Fractal Tree Indexing¶
Fractal Tree indexing is the technology behind TokuDB and TokuMX, protected by multiple patents. It enhances the traditional B-tree data structure used in other database engines, and optimizes performance for modern hardware and data sets.
Although the B-tree data structure was invented for large blocks of data, performance today is limited by I/O bandwidth. This happens because the size of a production database generally exceeds available main memory. As a consequence, most leaves in a tree are stored on disk, not in RAM. And inserting into a leaf that is not in main memory requires a disk I/O operation.
It would be too expensive to increase RAM on par with growing storage needs for big data. So it is important to optimize disk I/O. This is where Fractal Tree indexing comes into play.

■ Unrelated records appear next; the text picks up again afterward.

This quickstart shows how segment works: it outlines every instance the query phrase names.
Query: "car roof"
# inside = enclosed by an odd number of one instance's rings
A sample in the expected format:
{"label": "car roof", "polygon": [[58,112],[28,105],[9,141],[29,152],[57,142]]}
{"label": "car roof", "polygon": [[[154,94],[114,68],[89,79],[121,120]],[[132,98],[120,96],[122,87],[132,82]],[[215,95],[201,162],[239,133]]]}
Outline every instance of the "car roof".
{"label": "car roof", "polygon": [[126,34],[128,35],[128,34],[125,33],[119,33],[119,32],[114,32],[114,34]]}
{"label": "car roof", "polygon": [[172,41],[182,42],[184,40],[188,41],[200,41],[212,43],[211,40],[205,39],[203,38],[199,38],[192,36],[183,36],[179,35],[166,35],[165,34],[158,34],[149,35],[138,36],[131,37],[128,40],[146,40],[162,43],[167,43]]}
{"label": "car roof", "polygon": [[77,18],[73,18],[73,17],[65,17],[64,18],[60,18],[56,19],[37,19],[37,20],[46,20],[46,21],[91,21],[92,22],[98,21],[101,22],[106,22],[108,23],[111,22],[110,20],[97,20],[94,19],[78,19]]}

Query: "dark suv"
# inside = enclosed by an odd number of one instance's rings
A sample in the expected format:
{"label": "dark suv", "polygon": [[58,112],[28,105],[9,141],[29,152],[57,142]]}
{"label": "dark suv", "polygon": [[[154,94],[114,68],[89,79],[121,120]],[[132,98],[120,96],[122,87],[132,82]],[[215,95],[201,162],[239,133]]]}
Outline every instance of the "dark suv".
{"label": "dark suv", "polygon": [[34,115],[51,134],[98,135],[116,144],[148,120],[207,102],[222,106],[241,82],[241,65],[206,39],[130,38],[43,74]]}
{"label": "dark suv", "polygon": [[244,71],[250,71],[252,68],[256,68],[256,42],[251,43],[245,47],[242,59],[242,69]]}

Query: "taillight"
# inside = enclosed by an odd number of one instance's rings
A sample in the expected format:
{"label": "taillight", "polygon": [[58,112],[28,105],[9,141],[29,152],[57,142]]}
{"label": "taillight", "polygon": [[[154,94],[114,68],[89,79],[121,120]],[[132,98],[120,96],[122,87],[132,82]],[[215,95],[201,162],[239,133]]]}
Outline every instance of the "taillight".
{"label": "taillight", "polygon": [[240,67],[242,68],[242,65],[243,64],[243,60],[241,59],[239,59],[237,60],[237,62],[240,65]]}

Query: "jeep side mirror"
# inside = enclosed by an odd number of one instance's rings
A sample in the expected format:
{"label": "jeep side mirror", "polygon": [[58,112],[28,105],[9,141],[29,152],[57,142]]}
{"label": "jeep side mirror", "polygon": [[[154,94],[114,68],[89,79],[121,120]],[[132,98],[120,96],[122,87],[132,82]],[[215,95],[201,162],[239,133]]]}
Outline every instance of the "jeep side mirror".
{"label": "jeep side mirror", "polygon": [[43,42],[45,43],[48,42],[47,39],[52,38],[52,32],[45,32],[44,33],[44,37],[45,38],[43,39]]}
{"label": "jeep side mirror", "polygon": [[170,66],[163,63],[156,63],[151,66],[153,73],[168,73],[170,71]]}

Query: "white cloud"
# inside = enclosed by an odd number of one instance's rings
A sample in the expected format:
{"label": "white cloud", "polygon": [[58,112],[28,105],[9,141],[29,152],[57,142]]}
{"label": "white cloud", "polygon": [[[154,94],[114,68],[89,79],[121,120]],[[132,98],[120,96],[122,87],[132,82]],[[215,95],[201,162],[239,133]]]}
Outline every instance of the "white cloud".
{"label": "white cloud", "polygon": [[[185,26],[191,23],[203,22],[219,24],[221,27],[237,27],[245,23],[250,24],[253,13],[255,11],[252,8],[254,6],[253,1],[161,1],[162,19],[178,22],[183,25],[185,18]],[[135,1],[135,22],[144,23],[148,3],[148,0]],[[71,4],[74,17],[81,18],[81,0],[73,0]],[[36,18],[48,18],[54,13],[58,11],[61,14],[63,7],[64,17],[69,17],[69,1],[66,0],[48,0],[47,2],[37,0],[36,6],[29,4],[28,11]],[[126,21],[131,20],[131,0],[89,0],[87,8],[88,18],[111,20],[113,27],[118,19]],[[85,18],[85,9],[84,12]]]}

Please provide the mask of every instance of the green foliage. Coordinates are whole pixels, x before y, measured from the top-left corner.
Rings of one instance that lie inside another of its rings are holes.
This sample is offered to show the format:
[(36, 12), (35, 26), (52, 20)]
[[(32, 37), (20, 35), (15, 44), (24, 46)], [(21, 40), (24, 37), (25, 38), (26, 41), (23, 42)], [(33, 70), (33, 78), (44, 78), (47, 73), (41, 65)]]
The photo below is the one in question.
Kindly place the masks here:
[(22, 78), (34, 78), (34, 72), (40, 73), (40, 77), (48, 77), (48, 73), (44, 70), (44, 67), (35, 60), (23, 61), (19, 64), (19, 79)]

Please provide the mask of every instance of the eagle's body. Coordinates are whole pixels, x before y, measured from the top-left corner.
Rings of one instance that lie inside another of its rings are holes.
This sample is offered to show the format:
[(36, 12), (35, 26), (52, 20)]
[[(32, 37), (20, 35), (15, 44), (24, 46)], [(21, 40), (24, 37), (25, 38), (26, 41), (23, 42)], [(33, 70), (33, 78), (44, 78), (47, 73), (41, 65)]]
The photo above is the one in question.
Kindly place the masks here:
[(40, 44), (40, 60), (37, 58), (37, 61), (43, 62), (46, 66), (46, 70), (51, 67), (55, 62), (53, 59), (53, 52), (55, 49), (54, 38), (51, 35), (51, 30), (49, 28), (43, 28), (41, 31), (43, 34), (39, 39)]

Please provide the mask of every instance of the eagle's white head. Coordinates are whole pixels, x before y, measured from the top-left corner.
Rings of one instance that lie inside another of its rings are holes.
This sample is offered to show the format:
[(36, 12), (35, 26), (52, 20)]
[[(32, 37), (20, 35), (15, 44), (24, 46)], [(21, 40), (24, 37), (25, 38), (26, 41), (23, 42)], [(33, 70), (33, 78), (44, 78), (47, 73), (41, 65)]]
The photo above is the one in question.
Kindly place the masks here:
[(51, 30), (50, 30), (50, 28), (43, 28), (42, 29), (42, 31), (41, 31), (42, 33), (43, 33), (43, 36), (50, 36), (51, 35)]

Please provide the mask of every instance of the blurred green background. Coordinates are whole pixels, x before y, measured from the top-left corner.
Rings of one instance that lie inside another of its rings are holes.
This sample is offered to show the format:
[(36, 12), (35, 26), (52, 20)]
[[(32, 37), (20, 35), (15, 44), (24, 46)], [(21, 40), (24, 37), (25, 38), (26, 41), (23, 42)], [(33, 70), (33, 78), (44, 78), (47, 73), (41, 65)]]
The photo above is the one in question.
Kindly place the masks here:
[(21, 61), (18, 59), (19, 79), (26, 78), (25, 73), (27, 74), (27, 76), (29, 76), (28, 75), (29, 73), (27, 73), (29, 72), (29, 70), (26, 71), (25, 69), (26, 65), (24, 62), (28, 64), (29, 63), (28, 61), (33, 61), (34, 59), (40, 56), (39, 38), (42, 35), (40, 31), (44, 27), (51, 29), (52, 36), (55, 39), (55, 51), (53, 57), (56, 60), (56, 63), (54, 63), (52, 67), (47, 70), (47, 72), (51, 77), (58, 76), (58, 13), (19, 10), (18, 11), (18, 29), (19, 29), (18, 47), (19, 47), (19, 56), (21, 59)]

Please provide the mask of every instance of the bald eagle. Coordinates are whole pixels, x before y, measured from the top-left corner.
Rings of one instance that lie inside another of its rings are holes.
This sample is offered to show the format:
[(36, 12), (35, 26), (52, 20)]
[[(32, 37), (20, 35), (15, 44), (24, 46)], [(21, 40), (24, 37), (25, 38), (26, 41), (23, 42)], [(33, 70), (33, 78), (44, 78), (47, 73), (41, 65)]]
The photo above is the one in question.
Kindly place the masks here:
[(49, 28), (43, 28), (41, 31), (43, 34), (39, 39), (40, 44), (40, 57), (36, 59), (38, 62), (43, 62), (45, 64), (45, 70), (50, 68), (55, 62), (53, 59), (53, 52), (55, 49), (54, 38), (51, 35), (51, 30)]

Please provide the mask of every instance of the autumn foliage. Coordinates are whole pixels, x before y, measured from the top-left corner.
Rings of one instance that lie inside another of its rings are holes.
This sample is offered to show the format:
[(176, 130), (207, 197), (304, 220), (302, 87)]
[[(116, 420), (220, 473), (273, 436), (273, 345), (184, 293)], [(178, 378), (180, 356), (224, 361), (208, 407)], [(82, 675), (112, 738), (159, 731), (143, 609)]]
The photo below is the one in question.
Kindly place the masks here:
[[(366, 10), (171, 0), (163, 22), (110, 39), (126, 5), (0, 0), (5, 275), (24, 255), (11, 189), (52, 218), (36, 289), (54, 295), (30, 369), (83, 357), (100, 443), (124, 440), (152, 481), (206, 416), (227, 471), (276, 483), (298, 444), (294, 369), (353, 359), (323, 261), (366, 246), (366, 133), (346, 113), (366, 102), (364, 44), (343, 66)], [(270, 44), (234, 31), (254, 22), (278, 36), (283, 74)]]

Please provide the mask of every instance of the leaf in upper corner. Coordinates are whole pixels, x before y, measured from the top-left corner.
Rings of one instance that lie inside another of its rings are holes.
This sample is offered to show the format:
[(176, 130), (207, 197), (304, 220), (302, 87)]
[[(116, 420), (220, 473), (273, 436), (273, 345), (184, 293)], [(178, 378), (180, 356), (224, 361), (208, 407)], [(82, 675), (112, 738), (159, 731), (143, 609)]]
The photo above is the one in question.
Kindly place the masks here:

Like a B-tree, a Fractal Tree index is a tree data structure. However, besides pivots, each internal node in a Fractal Tree index also contains buffers. These buffers are used to temporarily store insertions. When a buffer is full, it is flushed to children nodes. This ensures that an I/O operation performs a lot of useful work when messages reach leaves on disk, instead of just a small write per I/O.
Reading data is not affected by buffers in terms of data consistency. Querying a database with the Fractal Tree index data structure involves the same algorithmic complexity as in the case of a B-tree. And there is no data loss, because queries follow the path from root to leaf passing through all messages (insertions, deletions, and updates) in buffers. So a query will know the current state of data even if changes have not yet been propagated to corresponding leaves.
Each message is stamped with a unique message sequence number (MSN) when it is stored in a non-leaf node message buffer. The MSN is unique within each fractal tree. The MSN maintains the order of messages and ensures that messages are only applied once to leaf nodes when the leaf node is updated by messages buffered by its parent nodes.
Buffers also get serialized to disk, so messages in internal nodes will not be lost in case of a crash or power outage. If a write happened after a checkpoint and before a crash, then recovery will replay the operation from the log.